The Forward reports:
Earlier this month the sensitivity of the Orthodox community came to the fore after a local black reverend wrote an opinion essay in the Asbury Park Press, complaining about the "great disparity and favoritism of the Lakewood Township Committee's preferential treatment toward the Orthodox Jewish community."
In response, the Lakewood Vaad issued a ban on speaking to the Asbury Park newspaper.
Community groups have been claiming for several years that the Orthodox receive more than their fair share of municipal services. In 2003, a public school advocacy group sued the Lakewood Board of Education for providing gender-separated bussing to students attending Orthodox Jewish day schools. That suit was dismissed.
Earlier this year, the local chapter of the American Civil Liberties Union released a study showing that the Orthodox community used a disproportionate amount of the school district's special-education resources. [Perhaps this is due to the high incidence of metzitza b'peh, the dangerous oral suctioning of the open circumcision wound practiced by many haredim, including in Lakewood. MBP is known to transmit herpes, causing brain damage and even death. -- FM] Those findings are being investigated by the state department of education.

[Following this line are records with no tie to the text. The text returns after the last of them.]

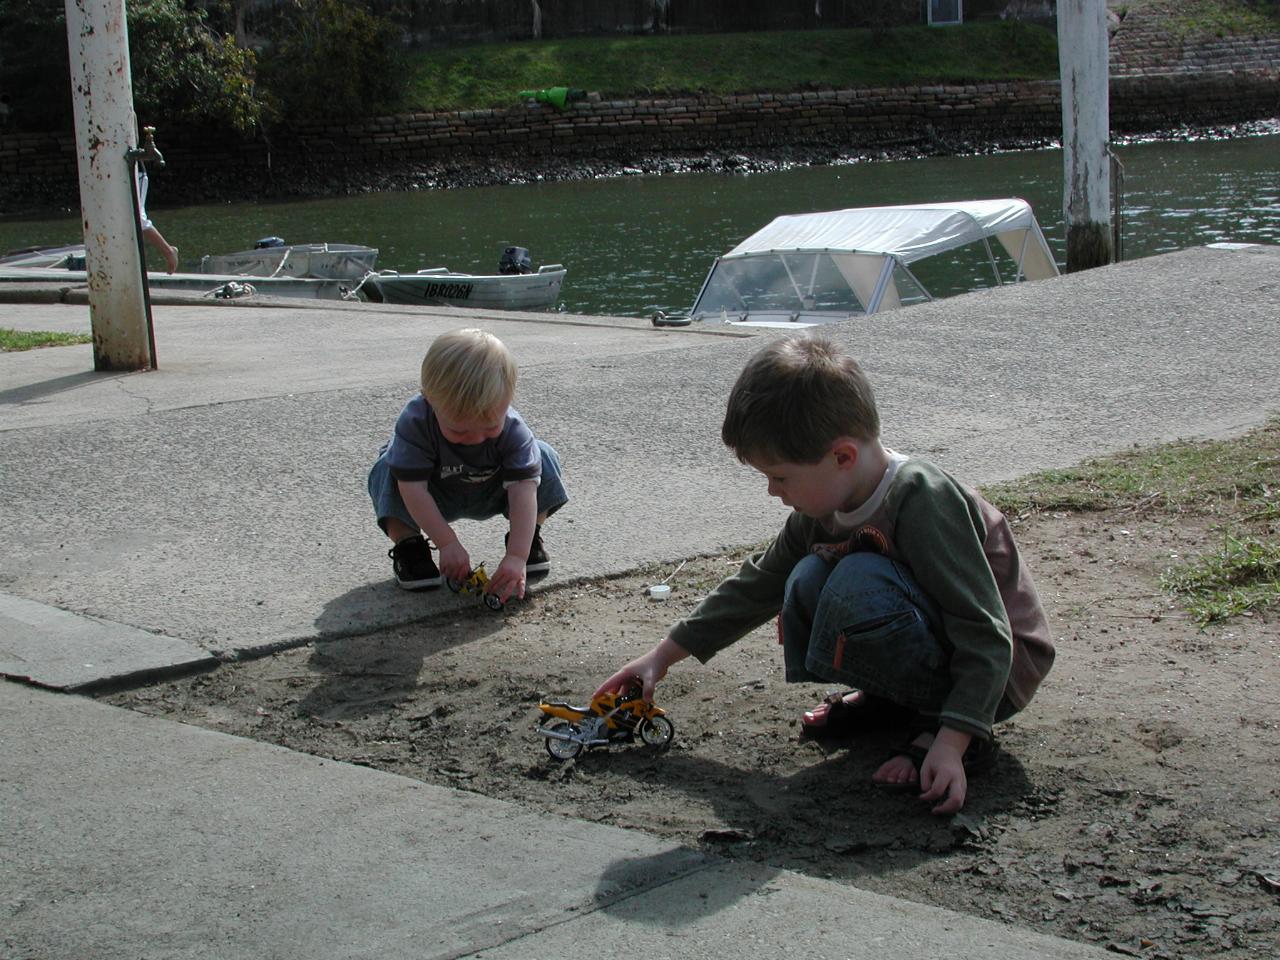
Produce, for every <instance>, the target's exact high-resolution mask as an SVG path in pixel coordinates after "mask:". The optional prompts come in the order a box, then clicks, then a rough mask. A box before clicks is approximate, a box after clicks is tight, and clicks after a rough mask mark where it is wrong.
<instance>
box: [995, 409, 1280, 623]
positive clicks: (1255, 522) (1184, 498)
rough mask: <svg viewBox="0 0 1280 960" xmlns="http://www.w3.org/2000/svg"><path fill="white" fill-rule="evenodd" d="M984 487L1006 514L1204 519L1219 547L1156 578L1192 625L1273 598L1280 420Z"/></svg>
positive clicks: (1275, 580)
mask: <svg viewBox="0 0 1280 960" xmlns="http://www.w3.org/2000/svg"><path fill="white" fill-rule="evenodd" d="M984 494H986V495H987V498H988V499H989V500H991V502H992V503H995V504H996V506H997V507H1000V508H1001V509H1002V511H1004V512H1005V513H1007V515H1010V516H1027V515H1034V513H1039V512H1060V511H1066V512H1085V511H1102V509H1130V511H1133V512H1135V513H1146V515H1148V516H1149V515H1155V513H1162V515H1175V516H1188V517H1189V516H1196V517H1210V518H1211V520H1212V521H1213V526H1215V529H1217V530H1219V531H1220V534H1221V538H1222V541H1221V545H1220V547H1217V548H1215V549H1213V550H1212V552H1210V553H1207V554H1204V556H1201V557H1194V558H1189V559H1187V561H1185V562H1183V563H1180V564H1178V566H1174V567H1170V568H1169V570H1166V571H1165V573H1164V575H1162V576H1161V585H1162V586H1164V588H1165V589H1166V590H1169V593H1170V594H1171V595H1172V596H1174V598H1175V599H1176V600H1178V602H1179V603H1180V604H1181V605H1183V607H1184V608H1185V609H1187V611H1188V612H1189V613H1190V614H1192V617H1194V618H1196V621H1197V622H1198V623H1201V625H1202V626H1204V625H1208V623H1213V622H1217V621H1222V620H1226V618H1230V617H1235V616H1240V614H1242V613H1245V612H1249V611H1254V609H1261V608H1263V607H1272V605H1280V420H1272V421H1271V422H1268V424H1266V425H1265V426H1262V428H1260V429H1257V430H1254V431H1252V433H1249V434H1247V435H1245V436H1242V438H1238V439H1233V440H1213V442H1198V443H1194V442H1179V443H1170V444H1164V445H1160V447H1152V448H1149V449H1134V451H1129V452H1126V453H1121V454H1117V456H1114V457H1106V458H1097V460H1091V461H1085V462H1084V463H1082V465H1080V466H1079V467H1075V468H1071V470H1046V471H1043V472H1039V474H1034V475H1030V476H1027V477H1023V479H1020V480H1015V481H1011V483H1006V484H997V485H993V486H991V488H988V489H987V490H984Z"/></svg>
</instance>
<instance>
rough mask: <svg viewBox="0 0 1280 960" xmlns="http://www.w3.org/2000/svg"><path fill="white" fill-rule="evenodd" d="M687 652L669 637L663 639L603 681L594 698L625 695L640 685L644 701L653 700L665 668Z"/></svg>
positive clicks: (666, 674) (688, 654)
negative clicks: (626, 693) (621, 694)
mask: <svg viewBox="0 0 1280 960" xmlns="http://www.w3.org/2000/svg"><path fill="white" fill-rule="evenodd" d="M687 655H689V652H687V650H685V649H684V648H682V646H680V645H678V644H677V643H676V641H675V640H672V639H671V637H664V639H663V641H662V643H660V644H658V645H657V646H654V648H653V649H652V650H649V653H646V654H644V655H643V657H636V658H635V659H634V660H631V663H628V664H627V666H625V667H623V668H622V669H620V671H618V672H617V673H614V675H613V676H612V677H609V678H608V680H605V681H604V682H603V684H600V686H599V687H598V689H596V691H595V694H594V695H595V696H598V695H600V694H605V692H613V694H625V692H626V691H628V690H630V689H631V687H634V686H636V685H637V684H639V685H640V689H641V696H644V699H645V700H652V699H653V691H654V689H655V687H657V686H658V681H659V680H662V678H663V677H664V676H667V668H668V667H671V664H672V663H676V660H682V659H685V658H686V657H687Z"/></svg>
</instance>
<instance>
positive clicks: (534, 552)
mask: <svg viewBox="0 0 1280 960" xmlns="http://www.w3.org/2000/svg"><path fill="white" fill-rule="evenodd" d="M550 570H552V561H550V558H549V557H548V556H547V548H545V547H543V525H541V524H539V525H538V526H535V527H534V541H532V543H531V544H529V559H526V561H525V573H549V572H550Z"/></svg>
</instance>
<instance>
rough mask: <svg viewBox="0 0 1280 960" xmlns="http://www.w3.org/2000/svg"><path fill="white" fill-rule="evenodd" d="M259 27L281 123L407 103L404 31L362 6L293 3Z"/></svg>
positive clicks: (339, 116) (310, 118)
mask: <svg viewBox="0 0 1280 960" xmlns="http://www.w3.org/2000/svg"><path fill="white" fill-rule="evenodd" d="M260 27H261V28H262V31H264V33H265V35H266V37H268V45H266V47H265V49H264V52H262V69H261V81H262V86H264V87H265V90H266V92H268V96H269V99H270V104H271V109H273V111H274V113H275V114H278V116H279V118H280V119H284V120H288V122H289V123H314V122H319V120H330V119H349V118H355V116H361V115H367V114H371V113H379V111H388V110H393V109H394V108H396V106H398V105H399V102H401V101H402V99H403V92H404V87H406V83H407V74H406V69H404V64H403V38H402V37H403V31H402V28H401V27H398V26H397V24H396V23H394V22H392V20H390V19H389V18H387V17H380V15H378V14H375V13H372V12H371V10H370V9H369V8H366V6H365V5H361V4H358V3H346V1H344V0H291V3H287V4H284V5H282V6H279V8H276V13H275V15H274V17H273V18H270V19H269V20H268V22H265V23H261V24H260Z"/></svg>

Several of Lakewood's non-Jewish leaders rejected the claim that the Orthodox community received preferential treatment. But they did say that the Orthodox community had organizational capabilities that no other ethnic group in Lakewood possesses.
"When low-income housing becomes available, they know how to get it," said Reverend Gary Stiegler, president of the Lakewood Clergy Association, a group of some 30 local religious leaders, which Orthodox leaders have declined to join. "It's not as much their problem as those who don't know how to do it."

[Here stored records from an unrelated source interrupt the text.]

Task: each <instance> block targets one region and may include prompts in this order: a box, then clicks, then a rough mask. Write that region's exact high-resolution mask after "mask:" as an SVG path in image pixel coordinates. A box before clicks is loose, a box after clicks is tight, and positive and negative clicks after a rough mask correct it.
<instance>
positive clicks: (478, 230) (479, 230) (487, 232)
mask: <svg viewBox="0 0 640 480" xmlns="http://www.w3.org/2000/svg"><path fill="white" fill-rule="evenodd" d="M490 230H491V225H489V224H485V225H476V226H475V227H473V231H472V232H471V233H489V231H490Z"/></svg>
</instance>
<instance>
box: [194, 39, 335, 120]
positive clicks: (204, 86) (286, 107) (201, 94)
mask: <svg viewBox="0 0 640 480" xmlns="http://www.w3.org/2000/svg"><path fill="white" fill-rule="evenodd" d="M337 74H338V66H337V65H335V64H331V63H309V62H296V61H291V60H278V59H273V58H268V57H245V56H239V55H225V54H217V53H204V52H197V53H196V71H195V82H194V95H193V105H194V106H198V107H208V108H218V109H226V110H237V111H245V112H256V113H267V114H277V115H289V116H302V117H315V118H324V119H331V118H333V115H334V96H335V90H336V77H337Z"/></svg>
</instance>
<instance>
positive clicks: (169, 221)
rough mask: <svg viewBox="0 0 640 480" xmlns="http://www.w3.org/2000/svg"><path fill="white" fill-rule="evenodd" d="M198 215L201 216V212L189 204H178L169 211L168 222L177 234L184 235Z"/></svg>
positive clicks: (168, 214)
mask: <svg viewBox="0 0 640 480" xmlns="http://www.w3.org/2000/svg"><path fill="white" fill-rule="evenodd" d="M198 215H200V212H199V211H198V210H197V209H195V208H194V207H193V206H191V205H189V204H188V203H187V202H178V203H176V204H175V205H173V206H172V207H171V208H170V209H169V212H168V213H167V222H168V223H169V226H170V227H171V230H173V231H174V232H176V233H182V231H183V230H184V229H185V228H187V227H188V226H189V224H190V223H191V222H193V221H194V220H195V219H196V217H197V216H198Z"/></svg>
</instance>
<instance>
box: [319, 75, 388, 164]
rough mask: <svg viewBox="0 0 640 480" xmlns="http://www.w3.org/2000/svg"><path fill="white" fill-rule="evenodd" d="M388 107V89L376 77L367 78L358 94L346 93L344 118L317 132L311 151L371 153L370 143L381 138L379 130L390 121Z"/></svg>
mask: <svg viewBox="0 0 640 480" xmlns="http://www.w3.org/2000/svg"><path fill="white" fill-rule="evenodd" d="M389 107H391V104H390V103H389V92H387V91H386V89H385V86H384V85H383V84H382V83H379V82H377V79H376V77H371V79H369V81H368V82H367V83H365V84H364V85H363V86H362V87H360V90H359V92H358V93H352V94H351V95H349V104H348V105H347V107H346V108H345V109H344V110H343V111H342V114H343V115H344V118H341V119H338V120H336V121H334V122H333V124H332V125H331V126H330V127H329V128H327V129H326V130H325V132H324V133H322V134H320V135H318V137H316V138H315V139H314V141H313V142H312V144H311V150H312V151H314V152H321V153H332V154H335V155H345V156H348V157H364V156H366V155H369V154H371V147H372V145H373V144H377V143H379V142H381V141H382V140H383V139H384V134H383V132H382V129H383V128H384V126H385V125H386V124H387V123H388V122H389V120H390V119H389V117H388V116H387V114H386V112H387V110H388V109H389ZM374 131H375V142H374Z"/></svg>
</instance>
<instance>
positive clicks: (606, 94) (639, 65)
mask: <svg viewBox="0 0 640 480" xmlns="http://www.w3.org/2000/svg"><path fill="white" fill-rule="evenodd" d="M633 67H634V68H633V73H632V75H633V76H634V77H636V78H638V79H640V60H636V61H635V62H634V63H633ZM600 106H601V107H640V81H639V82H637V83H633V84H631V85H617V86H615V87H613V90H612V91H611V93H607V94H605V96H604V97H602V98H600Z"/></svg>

Stiegler said that for the congregants at his Lutheran church, the cohesion of the Orthodox community is unnerving because of the swift way in which new Orthodox Jews have come to Lakewood, totally changing the character of streets and neighborhoods in a few years.
"Is there some way that the Orthodox community could begin to sense in some small way what it is like to live in a town where everything has changed since your childhood?" Stiegler asked. "My sense is that they really don't care what we think."